Looks great Stan ... better than the original i would say .... looks like it was worth the sore fingers!!


----------



## Stan (Aug 7, 2003)

Thanks guys,

I reckon it was well worth the effort, sore fingers get better.









Thanks John, nothing else is getting a look in at the moment.


----------



## raketakat (Sep 24, 2003)

A definate improvement Stan







.

Soon everybody will be sending their Seikos for a bill Yao dial and a Stan custom polish.

You're gonna have to buy some gloves














.


----------



## JoT (Aug 12, 2003)

Might even persuade Griff that Kinetics are OK


----------



## Stan (Aug 7, 2003)

I think Griff has a couple of kinetics?

I've got some gloves but I'm too stupid to wear them.


----------



## MIKE (Feb 23, 2003)

STAN,

YOU HAVE THE PATIENCE OF A SAINT!! I would have gave up after 1/2 a hour or wrecked the crystal.

Nice one Stan

MIKE..


----------



## Stan (Aug 7, 2003)

Thanks Mike,

That's why I did it the hard way, I've used a dremmel before and almost knackered a watch.







The RPM is a little too high, even at the lowest setting.

I have unlimited patience when there's a nice watch like this at stake.


----------



## Stan (Aug 7, 2003)

Sorry, I forgot to add with all this self glorification that this is the first Seiko I've owned.

The build quality is very good indeed.
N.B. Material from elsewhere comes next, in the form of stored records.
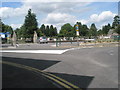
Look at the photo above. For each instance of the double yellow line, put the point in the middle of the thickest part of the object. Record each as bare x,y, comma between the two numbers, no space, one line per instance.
52,77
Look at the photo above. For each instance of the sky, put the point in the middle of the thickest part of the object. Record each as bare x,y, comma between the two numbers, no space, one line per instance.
60,12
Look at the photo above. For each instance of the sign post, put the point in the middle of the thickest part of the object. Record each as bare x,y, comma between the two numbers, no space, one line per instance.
77,33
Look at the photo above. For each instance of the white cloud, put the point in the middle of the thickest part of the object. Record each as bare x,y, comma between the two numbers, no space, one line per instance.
102,17
8,12
14,26
59,19
55,18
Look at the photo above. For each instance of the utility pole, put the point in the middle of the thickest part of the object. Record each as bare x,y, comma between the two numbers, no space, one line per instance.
77,33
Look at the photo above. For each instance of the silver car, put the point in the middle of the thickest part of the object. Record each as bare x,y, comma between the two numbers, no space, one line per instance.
42,39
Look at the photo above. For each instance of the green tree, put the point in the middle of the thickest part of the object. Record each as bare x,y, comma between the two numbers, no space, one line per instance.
118,29
55,31
51,31
99,32
42,29
105,29
6,28
67,30
93,31
30,24
47,30
116,21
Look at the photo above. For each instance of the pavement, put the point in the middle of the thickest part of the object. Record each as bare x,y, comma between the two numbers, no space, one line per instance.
89,67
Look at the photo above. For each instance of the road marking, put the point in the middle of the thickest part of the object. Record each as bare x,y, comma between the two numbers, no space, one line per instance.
54,78
35,51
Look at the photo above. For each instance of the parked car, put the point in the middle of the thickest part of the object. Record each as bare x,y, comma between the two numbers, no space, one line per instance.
42,39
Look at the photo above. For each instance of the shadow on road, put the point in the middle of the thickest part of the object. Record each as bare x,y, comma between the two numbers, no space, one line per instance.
13,77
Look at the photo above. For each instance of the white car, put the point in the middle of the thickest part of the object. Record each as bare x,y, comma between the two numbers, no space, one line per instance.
42,40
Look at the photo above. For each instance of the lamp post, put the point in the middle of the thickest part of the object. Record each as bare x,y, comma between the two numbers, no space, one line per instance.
77,33
14,39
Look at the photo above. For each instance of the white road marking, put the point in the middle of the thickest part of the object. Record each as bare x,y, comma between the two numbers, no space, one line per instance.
41,51
36,51
98,63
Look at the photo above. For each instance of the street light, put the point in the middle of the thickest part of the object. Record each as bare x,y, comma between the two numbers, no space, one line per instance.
77,33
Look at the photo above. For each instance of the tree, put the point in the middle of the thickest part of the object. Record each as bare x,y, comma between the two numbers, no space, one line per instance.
116,21
42,28
30,24
67,30
6,28
118,29
55,31
105,29
93,31
51,31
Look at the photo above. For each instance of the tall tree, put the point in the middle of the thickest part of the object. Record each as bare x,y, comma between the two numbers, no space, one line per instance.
55,31
30,24
47,30
51,31
6,28
118,29
116,21
42,28
105,29
93,31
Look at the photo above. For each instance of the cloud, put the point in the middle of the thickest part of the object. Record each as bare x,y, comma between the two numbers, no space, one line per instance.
8,12
103,18
59,19
14,26
55,18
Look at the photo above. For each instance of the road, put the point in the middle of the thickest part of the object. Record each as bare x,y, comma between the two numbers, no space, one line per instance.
95,67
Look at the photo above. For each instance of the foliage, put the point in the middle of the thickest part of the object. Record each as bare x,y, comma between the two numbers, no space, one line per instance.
93,31
6,28
67,30
30,25
118,29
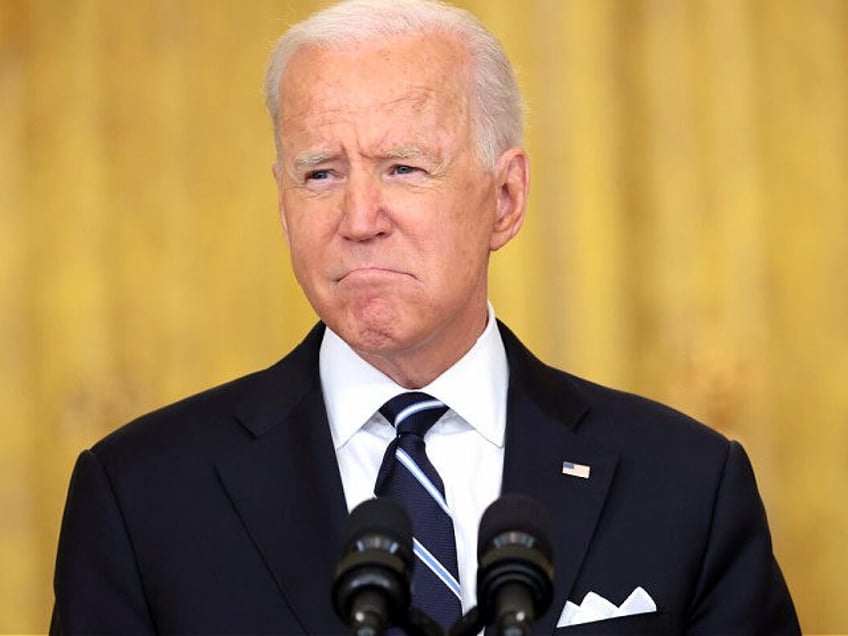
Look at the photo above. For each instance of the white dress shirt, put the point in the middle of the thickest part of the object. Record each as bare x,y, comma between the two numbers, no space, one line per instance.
465,445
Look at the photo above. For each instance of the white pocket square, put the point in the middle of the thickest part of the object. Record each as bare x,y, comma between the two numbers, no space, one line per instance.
596,608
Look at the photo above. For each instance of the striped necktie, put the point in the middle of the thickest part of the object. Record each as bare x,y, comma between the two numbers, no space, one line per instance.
407,476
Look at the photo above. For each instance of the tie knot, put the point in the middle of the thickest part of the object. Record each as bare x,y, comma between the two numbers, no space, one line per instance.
413,412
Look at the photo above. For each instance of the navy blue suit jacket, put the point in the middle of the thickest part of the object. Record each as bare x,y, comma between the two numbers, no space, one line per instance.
223,513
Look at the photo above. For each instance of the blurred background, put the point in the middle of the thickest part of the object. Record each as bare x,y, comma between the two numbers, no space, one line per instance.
687,235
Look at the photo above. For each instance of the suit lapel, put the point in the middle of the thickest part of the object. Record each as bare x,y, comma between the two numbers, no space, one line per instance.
543,412
285,485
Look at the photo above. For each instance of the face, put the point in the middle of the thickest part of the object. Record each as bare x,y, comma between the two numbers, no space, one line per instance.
389,214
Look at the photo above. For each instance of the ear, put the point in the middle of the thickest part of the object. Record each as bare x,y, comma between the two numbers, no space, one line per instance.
277,171
512,183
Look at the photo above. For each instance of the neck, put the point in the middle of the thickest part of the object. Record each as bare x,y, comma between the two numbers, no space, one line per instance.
417,367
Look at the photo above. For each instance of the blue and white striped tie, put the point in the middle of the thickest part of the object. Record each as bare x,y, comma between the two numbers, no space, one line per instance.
407,476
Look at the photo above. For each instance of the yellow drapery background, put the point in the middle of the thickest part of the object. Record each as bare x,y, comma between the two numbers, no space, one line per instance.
687,235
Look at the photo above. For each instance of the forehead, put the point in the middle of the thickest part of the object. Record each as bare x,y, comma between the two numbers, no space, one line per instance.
421,78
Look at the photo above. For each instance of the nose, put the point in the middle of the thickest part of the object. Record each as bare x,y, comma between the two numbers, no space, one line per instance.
364,214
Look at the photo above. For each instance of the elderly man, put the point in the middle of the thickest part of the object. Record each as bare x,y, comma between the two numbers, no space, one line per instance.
400,169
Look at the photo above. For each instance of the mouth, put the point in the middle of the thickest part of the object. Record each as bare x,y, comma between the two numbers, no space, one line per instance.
370,272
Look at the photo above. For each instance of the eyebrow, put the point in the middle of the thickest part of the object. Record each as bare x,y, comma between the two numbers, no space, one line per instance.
307,160
414,152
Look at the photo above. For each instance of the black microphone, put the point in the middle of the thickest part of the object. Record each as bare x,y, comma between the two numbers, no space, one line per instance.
371,584
515,572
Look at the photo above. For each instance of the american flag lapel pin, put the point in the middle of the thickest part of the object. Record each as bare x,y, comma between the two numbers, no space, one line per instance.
576,470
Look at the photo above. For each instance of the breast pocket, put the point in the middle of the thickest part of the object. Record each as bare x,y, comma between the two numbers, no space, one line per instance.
654,624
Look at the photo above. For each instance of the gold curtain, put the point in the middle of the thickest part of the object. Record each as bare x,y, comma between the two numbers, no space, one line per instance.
687,236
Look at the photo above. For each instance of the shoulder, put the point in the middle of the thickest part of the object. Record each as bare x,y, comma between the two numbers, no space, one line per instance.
615,419
211,421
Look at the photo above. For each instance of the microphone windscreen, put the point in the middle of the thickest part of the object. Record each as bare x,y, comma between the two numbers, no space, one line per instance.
380,516
514,513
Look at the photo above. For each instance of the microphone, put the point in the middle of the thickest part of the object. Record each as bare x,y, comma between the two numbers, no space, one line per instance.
371,584
515,572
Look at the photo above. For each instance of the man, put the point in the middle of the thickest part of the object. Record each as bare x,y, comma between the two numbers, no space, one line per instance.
400,170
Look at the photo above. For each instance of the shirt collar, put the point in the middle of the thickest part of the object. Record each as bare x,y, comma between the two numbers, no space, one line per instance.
475,387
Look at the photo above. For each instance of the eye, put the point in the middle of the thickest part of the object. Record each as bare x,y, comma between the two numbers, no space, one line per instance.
318,175
404,169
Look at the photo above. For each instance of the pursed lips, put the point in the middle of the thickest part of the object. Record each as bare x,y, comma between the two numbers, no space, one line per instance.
371,271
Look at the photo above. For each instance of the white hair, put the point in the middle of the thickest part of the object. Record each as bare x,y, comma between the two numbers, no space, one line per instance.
496,103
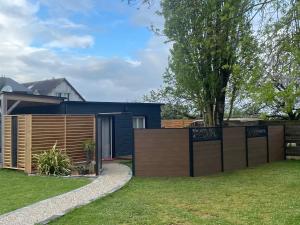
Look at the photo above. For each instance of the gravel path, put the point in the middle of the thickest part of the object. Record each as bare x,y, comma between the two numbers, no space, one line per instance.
113,178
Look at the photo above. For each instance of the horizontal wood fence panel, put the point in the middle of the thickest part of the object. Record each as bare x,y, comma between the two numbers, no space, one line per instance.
161,152
234,148
257,151
276,143
207,157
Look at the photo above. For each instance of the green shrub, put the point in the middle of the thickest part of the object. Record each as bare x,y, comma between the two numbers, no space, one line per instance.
53,162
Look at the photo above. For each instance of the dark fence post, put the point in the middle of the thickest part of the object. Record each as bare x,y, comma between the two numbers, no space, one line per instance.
268,152
222,149
191,151
246,143
133,154
284,140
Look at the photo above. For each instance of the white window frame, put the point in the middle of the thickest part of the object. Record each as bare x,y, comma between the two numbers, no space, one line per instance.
137,118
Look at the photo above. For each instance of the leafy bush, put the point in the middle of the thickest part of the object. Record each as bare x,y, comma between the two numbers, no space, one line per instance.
53,162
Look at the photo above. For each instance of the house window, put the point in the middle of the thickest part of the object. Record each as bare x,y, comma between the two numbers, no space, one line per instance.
139,122
64,95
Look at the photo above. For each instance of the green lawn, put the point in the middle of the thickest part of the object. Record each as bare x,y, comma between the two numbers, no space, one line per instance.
18,190
268,194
Solid bracelet links, clever clasp like the deployant that Roy sells, bloody tough crystal that put up with all that polishing.

If this is a typical Seiko, I'm hooked.









I guess it will be as accurate as we expect of a quartz watch without the need to change batteries?

I believe that Seiko do some watches with lithium batteries that last ten years and are a sensible price, I might take a look at these.


----------



## Sargon (Feb 24, 2003)

Nice job Stan. I had misunderstood the original post. I thought that the numbers had been scratched *into* the bezel. I was wondering how he got them so precise. I see now it's the other way around.


----------



## Stan (Aug 7, 2003)

Thanks Sargon (Ian







).

Seems like Seiko make good watches, I'd like to see more of their mechanicals in this country (UK).

Maybe some of the more traditional ones they sold in the 1960's.









How did I miss them when they were cheap compared to Swiss watches?

I do miss out quite often, but what the hell.









I've got some nice watches and I'm happy with that.


----------



## Sargon (Feb 24, 2003)

Stan said:


> How did I miss them when they were cheap compared to Swiss watches?


 Believe me, they still are increadibly cheap compaired to Swiss.

Does anyone here see a quality difference between Seiko autos and Citizen? They seem identical to me.


----------



## Griff (Feb 23, 2003)

JoT said:


> Might even persuade Griff that Kinetics are OK










................almost.......almost...........but actually like the newer Kinetics more, and have 2 very good examples in a Pulsar military style, and an all st. steel Lorus with lumibrite dial. Both have 6 jewel Seiko movements, but my older Seiko has the rotor rubbing on the inside of the case back, and it drives me freaking insane!!!

I mean...........it's the bloody pits man..........THE PITS!!!!!!!!!!!!!!!!!!!!!!


----------